Até o final de agosto, o tema dominava manchetes. Documentos revelados por veículos como Veja, Folha e G1 mostravam que a Polícia Federal apontava indícios de que a atuação de Lulinha, em parceria com a lobista Roberta Luchsinger e o empresário Fernando Bittar, teria "extrapolado os limites éticos e legais" da atividade de representação de interesses junto ao governo federal, incluindo o Ministério da Saúde. Mensagens recuperadas pela PF — mesmo após tentativas de exclusão — indicavam sociedade oculta entre os três para prospectar negócios milionários junto à administração pública, com referências diretas ao próprio presidente da República e a ministros de Estado.
Um levantamento da Revista Fórum, divulgado em 24 de agosto, já mostrava a intensidade da cobertura: em apenas 96 horas, 412 matérias mencionaram Lulinha, contra apenas 24 sobre outro personagem político do momento — uma proporção 17 vezes maior. O caso movimentava colunas, ganhava capas de revista e alimentava o debate sobre ética no núcleo do poder.
Passada a primeira semana de setembro, contudo, o cenário mudou drasticamente. Com a eclosão do escândalo envolvendo Moraes e o Banco Master — que já resultou em mais de 50 pedidos de impeachment, notícia-crime na PGR e pedidos de prisão contra o ministro —, o noticiário nacional voltou quase integralmente sua atenção para a crise no Judiciário. O caso Lulinha, que ainda tramita sob a relatoria dos ministros André Mendonça e Flávio Dino no STF, com pedido da PGR para que a investigação seja enviada à primeira instância, deixou de ocupar as manchetes com a mesma frequência.

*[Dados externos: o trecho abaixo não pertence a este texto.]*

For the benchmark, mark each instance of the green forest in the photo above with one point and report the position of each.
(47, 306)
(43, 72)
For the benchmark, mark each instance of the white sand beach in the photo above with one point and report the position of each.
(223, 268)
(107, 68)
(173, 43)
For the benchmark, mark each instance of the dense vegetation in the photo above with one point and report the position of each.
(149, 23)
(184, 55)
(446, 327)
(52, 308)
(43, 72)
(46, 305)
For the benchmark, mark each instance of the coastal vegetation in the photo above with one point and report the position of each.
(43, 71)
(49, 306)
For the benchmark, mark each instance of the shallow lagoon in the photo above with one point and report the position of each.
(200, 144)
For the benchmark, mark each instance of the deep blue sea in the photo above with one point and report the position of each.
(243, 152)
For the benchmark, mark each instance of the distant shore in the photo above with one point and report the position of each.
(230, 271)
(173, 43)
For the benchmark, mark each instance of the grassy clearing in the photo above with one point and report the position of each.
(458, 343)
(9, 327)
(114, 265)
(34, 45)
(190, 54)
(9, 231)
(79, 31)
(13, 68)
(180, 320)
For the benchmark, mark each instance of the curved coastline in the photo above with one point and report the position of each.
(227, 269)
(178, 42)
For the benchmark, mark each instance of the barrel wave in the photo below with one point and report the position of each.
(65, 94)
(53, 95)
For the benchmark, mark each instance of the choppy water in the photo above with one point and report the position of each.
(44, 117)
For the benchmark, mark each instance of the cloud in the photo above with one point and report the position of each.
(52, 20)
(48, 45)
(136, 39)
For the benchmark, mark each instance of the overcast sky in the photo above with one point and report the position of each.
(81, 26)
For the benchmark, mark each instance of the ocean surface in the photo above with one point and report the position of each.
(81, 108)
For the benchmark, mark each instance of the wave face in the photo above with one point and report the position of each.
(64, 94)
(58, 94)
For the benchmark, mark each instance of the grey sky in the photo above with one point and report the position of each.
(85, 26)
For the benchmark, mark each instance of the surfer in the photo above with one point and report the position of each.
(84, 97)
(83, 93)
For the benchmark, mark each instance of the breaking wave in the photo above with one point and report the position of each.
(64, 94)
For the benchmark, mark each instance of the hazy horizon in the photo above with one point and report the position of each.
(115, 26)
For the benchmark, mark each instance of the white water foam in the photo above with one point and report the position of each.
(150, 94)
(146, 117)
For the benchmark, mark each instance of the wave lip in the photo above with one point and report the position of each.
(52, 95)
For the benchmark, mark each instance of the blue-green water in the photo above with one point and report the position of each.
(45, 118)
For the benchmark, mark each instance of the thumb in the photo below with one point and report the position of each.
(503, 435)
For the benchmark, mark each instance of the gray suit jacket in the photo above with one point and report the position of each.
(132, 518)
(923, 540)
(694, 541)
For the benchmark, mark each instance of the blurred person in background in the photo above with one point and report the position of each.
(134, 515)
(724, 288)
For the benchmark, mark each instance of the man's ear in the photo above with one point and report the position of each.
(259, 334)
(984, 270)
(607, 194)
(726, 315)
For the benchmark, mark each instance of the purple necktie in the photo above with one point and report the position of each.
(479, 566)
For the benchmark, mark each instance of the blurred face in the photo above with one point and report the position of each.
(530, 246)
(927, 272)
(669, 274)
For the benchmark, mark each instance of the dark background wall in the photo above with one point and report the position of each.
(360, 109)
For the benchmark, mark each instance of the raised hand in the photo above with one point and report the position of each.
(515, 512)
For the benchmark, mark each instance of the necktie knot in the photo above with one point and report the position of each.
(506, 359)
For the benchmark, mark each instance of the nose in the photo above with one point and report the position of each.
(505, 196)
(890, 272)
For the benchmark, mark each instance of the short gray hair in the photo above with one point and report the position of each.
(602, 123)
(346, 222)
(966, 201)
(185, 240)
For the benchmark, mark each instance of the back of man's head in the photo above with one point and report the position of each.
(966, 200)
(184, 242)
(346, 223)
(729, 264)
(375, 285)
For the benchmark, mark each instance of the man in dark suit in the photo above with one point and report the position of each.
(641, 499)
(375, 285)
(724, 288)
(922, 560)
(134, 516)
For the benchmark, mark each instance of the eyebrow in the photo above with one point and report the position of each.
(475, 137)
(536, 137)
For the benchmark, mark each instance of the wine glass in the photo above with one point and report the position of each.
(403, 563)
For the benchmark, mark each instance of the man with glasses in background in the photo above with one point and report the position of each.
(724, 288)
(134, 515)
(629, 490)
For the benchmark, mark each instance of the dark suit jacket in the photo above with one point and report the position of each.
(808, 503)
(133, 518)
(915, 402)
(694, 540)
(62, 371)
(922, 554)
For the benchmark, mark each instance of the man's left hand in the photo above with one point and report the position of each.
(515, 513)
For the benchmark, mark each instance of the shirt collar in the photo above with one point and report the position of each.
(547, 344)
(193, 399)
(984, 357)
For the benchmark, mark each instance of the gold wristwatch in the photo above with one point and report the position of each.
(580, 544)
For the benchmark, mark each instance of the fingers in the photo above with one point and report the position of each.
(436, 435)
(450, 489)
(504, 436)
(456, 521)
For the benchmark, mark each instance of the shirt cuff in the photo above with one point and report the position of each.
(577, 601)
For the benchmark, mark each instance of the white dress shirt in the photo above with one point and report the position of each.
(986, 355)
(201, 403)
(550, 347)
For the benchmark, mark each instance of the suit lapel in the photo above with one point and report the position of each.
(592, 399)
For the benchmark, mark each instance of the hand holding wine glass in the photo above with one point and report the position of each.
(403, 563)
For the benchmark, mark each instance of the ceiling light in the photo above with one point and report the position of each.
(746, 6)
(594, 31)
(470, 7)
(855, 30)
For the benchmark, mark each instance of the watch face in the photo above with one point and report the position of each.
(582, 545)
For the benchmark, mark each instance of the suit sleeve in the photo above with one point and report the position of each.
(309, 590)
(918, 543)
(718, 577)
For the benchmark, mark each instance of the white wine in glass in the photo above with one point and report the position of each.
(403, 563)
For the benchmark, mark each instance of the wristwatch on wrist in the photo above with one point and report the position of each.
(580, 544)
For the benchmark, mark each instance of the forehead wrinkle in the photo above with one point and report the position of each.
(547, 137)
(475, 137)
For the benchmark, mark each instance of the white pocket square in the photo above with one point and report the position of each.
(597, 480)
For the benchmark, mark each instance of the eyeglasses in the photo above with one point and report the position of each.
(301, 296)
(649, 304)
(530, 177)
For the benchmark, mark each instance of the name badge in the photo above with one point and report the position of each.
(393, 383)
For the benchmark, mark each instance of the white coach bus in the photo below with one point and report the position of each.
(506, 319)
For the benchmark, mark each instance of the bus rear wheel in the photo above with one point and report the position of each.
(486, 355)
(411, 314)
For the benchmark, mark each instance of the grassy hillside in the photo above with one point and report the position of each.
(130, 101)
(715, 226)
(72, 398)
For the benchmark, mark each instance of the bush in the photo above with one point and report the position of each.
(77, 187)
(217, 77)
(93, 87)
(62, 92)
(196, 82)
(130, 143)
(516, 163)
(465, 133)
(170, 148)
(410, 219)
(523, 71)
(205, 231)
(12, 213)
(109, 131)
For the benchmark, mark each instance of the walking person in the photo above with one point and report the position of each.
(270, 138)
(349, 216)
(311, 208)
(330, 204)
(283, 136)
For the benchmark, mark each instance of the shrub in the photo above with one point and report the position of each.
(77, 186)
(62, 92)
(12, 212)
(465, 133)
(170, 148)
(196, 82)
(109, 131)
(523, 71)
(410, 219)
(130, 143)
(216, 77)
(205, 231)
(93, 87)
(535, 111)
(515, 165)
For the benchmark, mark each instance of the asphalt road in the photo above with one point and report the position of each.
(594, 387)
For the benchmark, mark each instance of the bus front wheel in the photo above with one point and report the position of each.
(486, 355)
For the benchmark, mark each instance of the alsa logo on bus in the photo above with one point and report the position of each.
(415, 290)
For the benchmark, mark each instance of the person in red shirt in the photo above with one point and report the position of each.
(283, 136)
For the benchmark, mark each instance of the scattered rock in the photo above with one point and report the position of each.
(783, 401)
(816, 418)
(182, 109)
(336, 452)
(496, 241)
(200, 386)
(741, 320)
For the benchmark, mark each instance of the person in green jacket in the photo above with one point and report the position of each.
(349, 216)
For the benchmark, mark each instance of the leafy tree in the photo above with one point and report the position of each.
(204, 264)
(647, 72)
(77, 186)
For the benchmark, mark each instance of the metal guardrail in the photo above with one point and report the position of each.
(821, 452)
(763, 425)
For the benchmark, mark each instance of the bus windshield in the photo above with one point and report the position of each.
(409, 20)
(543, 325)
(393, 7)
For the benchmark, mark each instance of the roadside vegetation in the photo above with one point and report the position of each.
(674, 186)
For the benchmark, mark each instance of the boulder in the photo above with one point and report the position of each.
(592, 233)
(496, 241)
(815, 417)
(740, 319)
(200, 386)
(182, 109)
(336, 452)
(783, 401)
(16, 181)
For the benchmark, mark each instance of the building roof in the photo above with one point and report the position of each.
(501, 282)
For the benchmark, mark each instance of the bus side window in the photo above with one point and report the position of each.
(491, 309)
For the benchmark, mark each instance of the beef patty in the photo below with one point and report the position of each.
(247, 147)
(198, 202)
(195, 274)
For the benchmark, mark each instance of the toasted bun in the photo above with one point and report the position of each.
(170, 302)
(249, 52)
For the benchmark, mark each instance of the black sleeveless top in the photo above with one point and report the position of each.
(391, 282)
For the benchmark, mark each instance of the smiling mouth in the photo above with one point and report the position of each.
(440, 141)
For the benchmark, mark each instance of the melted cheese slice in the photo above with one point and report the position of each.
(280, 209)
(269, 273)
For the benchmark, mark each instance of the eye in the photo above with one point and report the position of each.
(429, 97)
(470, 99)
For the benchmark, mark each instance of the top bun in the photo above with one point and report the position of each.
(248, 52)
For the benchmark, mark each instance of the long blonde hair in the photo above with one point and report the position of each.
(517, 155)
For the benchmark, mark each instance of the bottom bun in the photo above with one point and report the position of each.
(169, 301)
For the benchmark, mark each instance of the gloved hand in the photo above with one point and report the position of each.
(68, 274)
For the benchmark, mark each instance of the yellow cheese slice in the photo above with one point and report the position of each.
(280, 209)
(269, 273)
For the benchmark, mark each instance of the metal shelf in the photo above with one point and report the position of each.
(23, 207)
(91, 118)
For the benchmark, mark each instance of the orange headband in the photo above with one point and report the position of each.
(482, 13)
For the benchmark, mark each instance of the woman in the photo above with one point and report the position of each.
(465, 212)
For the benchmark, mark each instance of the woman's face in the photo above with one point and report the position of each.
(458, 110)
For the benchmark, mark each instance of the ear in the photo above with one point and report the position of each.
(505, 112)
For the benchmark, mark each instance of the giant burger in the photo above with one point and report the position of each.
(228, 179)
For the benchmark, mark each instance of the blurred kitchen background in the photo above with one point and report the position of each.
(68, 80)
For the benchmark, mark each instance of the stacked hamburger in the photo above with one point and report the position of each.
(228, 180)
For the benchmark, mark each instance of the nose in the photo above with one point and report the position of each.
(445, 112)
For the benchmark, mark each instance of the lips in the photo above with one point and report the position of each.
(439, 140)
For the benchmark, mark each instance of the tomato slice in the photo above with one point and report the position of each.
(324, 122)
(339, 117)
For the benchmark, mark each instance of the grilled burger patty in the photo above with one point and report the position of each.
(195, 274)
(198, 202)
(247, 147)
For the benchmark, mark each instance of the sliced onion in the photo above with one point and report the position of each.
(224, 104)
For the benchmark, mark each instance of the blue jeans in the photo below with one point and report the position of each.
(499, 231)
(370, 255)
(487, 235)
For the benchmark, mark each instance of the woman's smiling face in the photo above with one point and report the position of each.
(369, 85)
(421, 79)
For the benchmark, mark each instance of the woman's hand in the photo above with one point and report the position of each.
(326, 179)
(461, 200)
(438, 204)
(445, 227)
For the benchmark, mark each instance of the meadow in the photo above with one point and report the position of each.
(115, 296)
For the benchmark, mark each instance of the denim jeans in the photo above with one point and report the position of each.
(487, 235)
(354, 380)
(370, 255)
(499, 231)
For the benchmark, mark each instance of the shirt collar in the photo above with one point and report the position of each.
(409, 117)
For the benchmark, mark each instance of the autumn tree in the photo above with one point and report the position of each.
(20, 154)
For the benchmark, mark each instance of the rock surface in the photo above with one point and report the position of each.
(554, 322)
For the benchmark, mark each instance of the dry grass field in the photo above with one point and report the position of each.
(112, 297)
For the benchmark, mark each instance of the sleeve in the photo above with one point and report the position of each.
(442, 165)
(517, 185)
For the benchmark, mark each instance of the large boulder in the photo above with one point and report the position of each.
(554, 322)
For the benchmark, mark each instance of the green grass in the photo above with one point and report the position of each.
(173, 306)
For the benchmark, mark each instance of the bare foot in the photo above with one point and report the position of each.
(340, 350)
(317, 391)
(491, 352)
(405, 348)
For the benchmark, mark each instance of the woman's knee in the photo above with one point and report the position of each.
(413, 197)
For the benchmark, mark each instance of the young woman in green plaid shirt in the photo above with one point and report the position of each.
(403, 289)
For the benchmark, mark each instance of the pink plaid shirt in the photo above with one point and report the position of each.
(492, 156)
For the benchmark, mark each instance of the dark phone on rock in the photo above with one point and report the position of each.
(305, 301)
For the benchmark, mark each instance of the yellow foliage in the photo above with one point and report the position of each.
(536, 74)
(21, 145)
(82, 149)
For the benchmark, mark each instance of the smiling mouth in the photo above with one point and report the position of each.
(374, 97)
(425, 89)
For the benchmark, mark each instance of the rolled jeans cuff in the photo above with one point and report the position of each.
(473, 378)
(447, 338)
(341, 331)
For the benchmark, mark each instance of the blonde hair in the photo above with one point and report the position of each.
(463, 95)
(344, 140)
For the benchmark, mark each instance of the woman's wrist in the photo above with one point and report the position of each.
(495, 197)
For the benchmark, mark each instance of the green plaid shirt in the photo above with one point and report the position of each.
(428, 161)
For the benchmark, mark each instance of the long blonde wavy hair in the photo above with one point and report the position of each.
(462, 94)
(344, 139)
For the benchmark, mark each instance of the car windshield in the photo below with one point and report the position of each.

Para analistas políticos, essa mudança de foco não é fortuita nos seus efeitos práticos: enquanto a imprensa e a classe política concentram energia no confronto entre Legislativo e STF, o filho do presidente ganha um respiro estratégico bem-vindo em plena campanha eleitoral. A pressão pública que se acumulava sobre o Palácio do Planalto em torno de possíveis irregularidades de tráfico de influência perde intensidade, diluída pela urgência de um escândalo ainda maior e mais explosivo.
Resta saber se essa trégua na cobertura será passageira — assim que a poeira da crise Moraes baixar, é provável que o caso Lulinha volte a ocupar seu espaço na pauta nacional — ou se a sobreposição de crises acabará, na prática, funcionando como um escudo político involuntário para o presidente Lula.